Artificial boundary conditions for Stokes and Navier-Stokes systems in layer-like domains (Q2455312)

The authors deal with the following stationary problem \[ -\nu\Delta_x u+(u\cdot\nabla) u+\nabla_x p= f\quad\text{in }\Omega, \] \[ \nabla_x u= 0\quad\text{in }\Omega,\quad u= 0\quad\text{on }\partial\Omega, \] where \(\Omega\) is a domain with smooth boundary \(\partial\Omega\) coinciding with the layer \(\mathbb{B}_R= \{x\in\mathbb{R}^3\mid|x|< R\}\) of unit thickness outside the ball \(B_*= \{x= (y,z)\mid y= (y_1, y_2)\in\mathbb{R}^2\), \(|z|<{1\over 2}\}\). Here \(u= (u_1, u_2, u_3)\) and \(p\) are the velocity and pressure, respectively; \(\nu> 0\) is the constant viscosity of the fluid.

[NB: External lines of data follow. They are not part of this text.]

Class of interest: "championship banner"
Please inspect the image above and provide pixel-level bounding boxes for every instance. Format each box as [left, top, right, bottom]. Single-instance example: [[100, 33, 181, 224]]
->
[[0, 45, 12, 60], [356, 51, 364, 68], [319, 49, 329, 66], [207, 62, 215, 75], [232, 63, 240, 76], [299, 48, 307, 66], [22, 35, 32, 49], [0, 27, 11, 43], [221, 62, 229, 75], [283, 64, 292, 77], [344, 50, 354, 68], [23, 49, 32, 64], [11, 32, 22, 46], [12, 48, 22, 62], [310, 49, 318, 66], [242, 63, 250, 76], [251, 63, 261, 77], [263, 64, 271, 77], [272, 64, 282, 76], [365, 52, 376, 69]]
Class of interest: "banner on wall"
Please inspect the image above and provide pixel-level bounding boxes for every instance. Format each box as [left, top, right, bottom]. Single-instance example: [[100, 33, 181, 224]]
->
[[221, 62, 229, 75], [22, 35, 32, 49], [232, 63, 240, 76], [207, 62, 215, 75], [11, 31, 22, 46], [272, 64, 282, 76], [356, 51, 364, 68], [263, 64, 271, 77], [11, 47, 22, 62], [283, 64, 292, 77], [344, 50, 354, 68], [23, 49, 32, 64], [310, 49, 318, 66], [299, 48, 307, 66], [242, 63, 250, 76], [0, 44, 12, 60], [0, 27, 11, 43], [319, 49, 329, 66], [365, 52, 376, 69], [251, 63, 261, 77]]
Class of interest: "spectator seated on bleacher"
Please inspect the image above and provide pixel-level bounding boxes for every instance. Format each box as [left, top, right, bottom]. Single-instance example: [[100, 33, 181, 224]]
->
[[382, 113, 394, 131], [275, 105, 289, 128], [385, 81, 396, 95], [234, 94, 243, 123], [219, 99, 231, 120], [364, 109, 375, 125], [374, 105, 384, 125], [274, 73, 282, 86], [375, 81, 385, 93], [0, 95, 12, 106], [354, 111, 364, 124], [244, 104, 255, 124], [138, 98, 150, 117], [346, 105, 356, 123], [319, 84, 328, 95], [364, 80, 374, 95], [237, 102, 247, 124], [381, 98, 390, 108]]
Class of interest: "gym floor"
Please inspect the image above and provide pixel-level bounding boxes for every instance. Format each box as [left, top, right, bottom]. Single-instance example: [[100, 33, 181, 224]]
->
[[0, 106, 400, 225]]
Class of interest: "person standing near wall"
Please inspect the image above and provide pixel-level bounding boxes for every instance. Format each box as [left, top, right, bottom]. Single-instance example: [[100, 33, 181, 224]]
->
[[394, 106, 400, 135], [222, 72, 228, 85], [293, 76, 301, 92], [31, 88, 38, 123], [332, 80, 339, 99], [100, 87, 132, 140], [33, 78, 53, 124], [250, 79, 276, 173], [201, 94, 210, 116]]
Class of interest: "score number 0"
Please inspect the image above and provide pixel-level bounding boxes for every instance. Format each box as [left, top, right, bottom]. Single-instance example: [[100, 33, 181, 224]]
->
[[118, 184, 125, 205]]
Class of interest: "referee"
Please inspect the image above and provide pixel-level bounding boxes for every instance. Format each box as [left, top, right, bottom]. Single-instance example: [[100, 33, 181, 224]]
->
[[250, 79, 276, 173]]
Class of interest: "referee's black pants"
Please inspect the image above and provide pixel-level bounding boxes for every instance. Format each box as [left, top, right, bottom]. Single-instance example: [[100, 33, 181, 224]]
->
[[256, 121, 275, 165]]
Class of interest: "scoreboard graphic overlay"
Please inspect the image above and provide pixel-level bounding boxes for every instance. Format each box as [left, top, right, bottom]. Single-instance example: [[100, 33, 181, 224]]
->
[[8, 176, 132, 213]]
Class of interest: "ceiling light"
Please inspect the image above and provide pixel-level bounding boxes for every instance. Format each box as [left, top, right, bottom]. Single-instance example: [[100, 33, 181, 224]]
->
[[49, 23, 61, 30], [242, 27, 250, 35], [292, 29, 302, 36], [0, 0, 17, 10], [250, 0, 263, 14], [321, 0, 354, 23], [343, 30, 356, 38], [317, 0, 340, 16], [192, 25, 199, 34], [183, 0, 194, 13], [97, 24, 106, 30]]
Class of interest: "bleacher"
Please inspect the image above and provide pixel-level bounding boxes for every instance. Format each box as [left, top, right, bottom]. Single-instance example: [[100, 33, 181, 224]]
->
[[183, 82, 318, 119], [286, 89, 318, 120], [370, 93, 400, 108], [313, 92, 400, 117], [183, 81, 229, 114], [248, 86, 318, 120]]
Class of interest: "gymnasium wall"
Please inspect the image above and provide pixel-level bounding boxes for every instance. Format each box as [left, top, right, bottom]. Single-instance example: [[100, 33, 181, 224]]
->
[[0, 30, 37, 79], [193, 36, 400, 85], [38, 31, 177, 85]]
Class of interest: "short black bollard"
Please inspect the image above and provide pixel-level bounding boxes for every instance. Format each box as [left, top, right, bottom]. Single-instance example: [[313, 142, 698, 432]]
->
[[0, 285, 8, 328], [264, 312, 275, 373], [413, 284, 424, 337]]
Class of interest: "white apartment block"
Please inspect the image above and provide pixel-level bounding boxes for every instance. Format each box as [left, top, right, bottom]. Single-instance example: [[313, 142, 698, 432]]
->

The authors specify mixed-type artificial boundary conditions on the cylindrical cutting surface \(\Gamma_R\), \(T_R= \{x\mid|y|= R\), \(|z|< 1\}\) that ensure a superpower accuracy of approximation for Stokes problem and the error \(O(R^{-3})\) for Navier-Stokes problem.